Bye-bye-bye, six figures.

They had read my Signal columns. And, as the Left loves to do in secret: “We’ll fix YOUR wagon…”

Next, I started my big web magazine, no financial backing. Seventy-hour weeks. Wrote dozens of major features and content, designed artwork, marketing and advertising each week. Ad money was slowly starting to trickle in. Sigh. This could actually work. Then, Google suspended our ability to collect advertising dollars. They offered a boilerplate and vague accusation that we violated — maybe something. This tech giant gleefully published everything from hate to porn. My tech partner made some calls. Seems I had made light of some liberal icon. Banned for life. 

I nursed my wounds. Came back in a year with a lower-impact blog and newsletter. It was beginning to grow and bringing in money. I bought ads from Facebook, and was bewildered. I had several thousand followers. Yet, my ads and harmless little postings were reaching maybe 90 eyeball sets. Follow-ups with the post-teen tech people brought say-nothing double-talk.

This was in 2016. Trump vs. Hillary. I wrote a piece: “37 Reasons Why Hillary Would Make A GREAT President!!” It was satirical.

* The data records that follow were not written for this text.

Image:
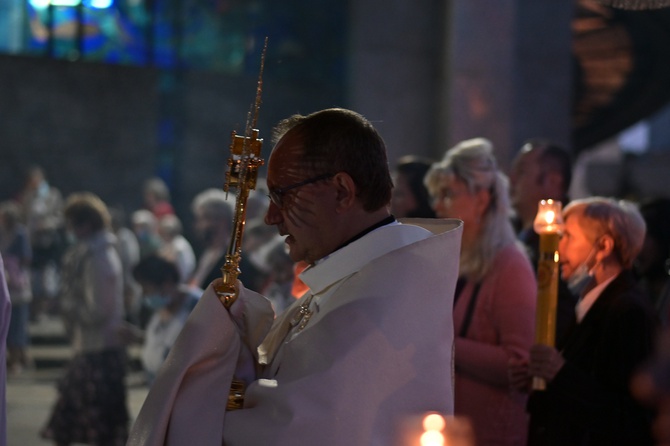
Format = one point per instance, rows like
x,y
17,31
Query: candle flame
x,y
550,216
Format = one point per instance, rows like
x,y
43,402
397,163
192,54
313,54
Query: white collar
x,y
586,302
356,255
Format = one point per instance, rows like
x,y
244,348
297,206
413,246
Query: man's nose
x,y
273,215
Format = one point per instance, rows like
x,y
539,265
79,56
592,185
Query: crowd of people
x,y
375,309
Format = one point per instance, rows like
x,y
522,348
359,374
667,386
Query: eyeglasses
x,y
277,194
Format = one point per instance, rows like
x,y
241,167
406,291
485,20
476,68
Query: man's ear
x,y
345,188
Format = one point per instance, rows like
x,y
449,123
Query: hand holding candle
x,y
548,224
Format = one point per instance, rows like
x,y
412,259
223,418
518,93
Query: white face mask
x,y
582,276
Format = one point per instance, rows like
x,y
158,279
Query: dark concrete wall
x,y
107,128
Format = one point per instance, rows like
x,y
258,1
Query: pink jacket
x,y
502,327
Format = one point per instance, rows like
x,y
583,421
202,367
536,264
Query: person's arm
x,y
512,314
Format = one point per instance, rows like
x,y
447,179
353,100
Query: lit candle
x,y
548,224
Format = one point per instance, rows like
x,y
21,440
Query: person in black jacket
x,y
587,400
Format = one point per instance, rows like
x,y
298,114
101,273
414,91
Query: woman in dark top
x,y
587,400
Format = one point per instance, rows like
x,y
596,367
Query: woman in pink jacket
x,y
494,309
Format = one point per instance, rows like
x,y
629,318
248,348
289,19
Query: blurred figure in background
x,y
542,170
15,249
91,405
171,303
213,216
410,197
175,247
5,312
157,197
129,253
42,206
587,400
145,227
213,212
494,308
653,262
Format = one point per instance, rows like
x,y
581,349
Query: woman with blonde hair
x,y
91,405
494,310
588,400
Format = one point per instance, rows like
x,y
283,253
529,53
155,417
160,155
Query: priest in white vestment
x,y
369,346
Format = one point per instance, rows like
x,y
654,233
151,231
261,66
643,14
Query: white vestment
x,y
377,349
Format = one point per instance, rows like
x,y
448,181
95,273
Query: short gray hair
x,y
215,204
472,161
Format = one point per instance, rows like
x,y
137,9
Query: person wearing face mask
x,y
587,400
170,302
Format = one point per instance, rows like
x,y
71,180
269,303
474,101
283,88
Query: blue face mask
x,y
156,301
582,277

Each reason was a variation that Hillary was (and is) Satan. But, that headline? It fooled Facebook algorithms into thinking this was a pro-Mrs. Clinton article.

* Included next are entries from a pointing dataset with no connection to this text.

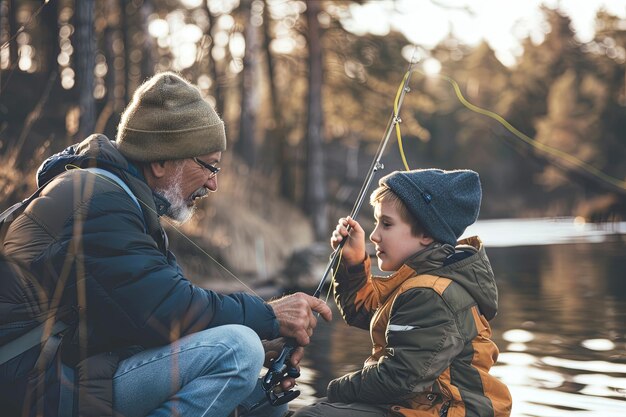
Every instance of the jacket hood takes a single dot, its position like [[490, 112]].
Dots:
[[466, 264], [96, 150]]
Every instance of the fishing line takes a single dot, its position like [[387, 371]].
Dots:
[[557, 153], [174, 226]]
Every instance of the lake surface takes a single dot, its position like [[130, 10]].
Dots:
[[561, 327]]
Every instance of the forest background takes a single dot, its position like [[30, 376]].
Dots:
[[306, 102]]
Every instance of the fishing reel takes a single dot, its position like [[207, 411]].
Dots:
[[280, 369]]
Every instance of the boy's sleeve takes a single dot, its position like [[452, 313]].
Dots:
[[422, 341], [354, 294]]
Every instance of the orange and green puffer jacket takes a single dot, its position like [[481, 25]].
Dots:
[[429, 324]]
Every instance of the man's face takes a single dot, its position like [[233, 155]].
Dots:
[[188, 182]]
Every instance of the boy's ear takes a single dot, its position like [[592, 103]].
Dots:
[[425, 239]]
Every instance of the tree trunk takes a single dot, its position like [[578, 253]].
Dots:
[[50, 20], [148, 46], [250, 99], [85, 63], [13, 28], [216, 75], [316, 195]]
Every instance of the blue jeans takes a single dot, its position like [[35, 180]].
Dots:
[[203, 374]]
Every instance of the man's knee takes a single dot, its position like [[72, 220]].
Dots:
[[247, 348]]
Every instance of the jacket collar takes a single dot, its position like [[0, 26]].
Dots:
[[425, 261]]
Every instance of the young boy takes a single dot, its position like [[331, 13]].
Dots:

My tech pal called. “Did you see today’s data?”

I raced to our numbers. Overnight, we had spiked from 90 daily views to about 100,000. Why? Facebook had accidentally lifted the lid off my website. Then, slammed it back down.

That wasn’t right.

Ten years. Thousands of hours. Gone.

It’s not right what Facebook and Twitter do, deciding who gets to prosper, win an election, have an opinion. It’s not right if you’re conservative, because obviously, you are getting, ahem, romanced without a kiss. It’s not right if you’re liberal because if you keep this up, we’re going to come sprinting toward your jugulars with a dizzying vengeance. If you’re the braindead undecided, yawning and scratching your beer belly?

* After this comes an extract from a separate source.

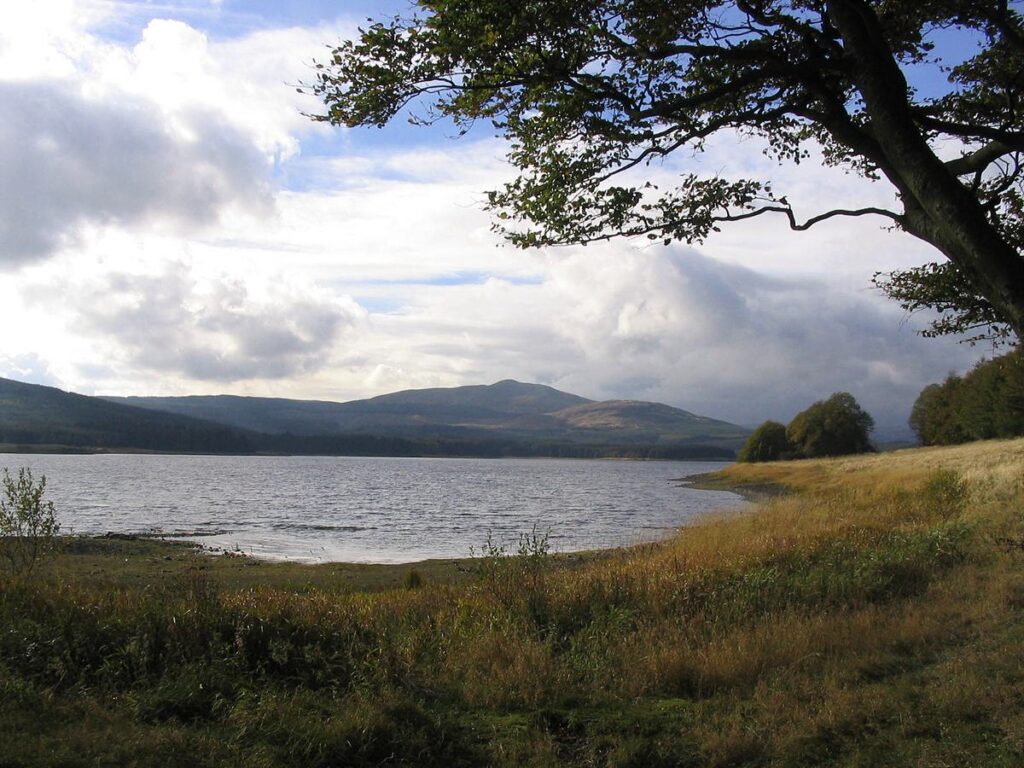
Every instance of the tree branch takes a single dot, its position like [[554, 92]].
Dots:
[[979, 160], [794, 224]]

I could assure you — ignorance is not bliss. But, that would be a waste of time, wouldn’t it? We’d all do well to wake from this hypnotic nightmare, this bad habit, and acquire a healthy bellyful of rage against the machine and those secretive, despicable, subterranean creatures who run it.

I need to launch a business. For that, I’ll need social media. But under the watchful eye of a bunch of snotty Social Justice Warrior technobrats?

There’s a new social media site, Parler.com. It’s supposed to be neutral. No word or thought police. No “truth monitors.” No political or social agendas. Maybe it’s time to march to the front desk and demand my soul back. Maybe it’s time to walk away from Twitter and Facebook, the dark machines.

John Boston has earned 119 major awards for writing and lives in Santa Clarita.